A mais recente foi desencadeada pelo convite para o vindouro casamento daquele que foi padrinho do meu, um senhor ao qual chamaremos Damir – até porque é esse o nome dele – e que teve um papel fundamental na ligação Lisboa-Berlim, com pandemias e toda a sorte de dificuldades e contratempos pelo meio. Esta é a nossa história.
Estávamos no Outono de 2018. Eu e a minha esposa (doravante referida como Minha Futura Esposa, ou MFE) tínhamo-nos conhecido virtualmente em Junho desse ano e decidido encontrar-nos em Outubro num território neutro, em Itália. Esse plano quase saiu gorado, porque parti o tornozelo duas semanas antes da data do voo. Foi um acidente estúpido, em que andava de bicicleta e não parei a tempo de evitar que um carro que estava a andar bastante devagar me desse um toque com o pára-choques.
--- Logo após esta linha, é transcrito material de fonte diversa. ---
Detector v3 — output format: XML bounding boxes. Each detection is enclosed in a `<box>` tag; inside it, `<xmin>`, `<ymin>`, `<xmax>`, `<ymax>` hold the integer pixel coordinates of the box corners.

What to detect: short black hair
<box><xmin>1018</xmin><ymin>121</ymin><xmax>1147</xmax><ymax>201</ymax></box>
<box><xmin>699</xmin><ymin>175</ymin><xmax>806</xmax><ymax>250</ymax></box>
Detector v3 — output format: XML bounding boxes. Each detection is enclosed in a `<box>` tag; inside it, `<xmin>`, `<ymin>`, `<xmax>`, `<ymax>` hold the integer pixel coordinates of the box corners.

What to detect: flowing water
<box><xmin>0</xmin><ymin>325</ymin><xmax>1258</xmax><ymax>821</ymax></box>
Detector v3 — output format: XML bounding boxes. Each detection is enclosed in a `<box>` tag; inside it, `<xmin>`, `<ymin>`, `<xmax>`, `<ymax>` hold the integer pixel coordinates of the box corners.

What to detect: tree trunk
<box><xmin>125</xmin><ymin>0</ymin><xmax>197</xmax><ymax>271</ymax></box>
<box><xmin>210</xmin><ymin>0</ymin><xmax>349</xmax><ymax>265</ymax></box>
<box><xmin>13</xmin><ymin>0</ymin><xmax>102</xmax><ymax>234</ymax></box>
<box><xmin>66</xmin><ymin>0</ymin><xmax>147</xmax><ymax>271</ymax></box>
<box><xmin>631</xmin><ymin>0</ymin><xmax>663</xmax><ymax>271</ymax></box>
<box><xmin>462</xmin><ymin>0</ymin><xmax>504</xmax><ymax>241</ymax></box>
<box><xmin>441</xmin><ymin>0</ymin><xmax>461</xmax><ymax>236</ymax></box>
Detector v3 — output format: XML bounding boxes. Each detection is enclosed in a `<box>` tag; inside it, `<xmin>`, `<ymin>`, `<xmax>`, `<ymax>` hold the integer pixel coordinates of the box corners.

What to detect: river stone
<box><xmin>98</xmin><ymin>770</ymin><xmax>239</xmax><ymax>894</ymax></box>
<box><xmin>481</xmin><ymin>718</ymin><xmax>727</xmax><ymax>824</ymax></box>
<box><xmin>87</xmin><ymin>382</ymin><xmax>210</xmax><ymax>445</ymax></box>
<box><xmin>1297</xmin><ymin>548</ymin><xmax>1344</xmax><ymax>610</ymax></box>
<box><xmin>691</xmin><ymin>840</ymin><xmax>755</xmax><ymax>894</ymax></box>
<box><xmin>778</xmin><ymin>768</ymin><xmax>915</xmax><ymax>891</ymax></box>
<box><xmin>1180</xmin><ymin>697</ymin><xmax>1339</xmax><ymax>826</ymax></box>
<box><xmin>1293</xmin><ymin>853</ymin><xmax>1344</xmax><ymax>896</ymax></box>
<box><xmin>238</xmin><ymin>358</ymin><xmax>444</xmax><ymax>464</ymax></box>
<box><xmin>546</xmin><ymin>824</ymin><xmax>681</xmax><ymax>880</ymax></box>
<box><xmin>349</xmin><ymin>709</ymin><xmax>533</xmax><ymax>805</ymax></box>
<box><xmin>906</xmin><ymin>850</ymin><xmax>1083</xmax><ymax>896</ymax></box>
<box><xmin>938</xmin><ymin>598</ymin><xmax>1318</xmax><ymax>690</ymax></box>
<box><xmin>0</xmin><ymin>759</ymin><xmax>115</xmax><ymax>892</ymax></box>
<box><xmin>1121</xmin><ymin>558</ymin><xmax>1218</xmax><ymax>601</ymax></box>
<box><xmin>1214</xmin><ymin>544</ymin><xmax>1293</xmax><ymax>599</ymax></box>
Foi quanto bastou para me fracturar o tornozelo e, a duas semanas da viagem, tive de agendar uma cirurgia rápida e arranjar uma alternativa célere a muletas, pois não desejava passear por Itália com a MFE nessas condições. E o que eu encontrei mereceu-me a alcunha de «Robocop» durante uns meses.
Fora de brincadeiras, esta geringonça é fantástica. Só pelo facto de permitir usar as duas mãos enquanto nos dá um ar de amputado quando nos vêem de frente, já vale o preço. Deu-me a confiança de que o meu tornozelo rachado não iria ser um problema, e aguardei ansiosamente o dia do voo a partir de então.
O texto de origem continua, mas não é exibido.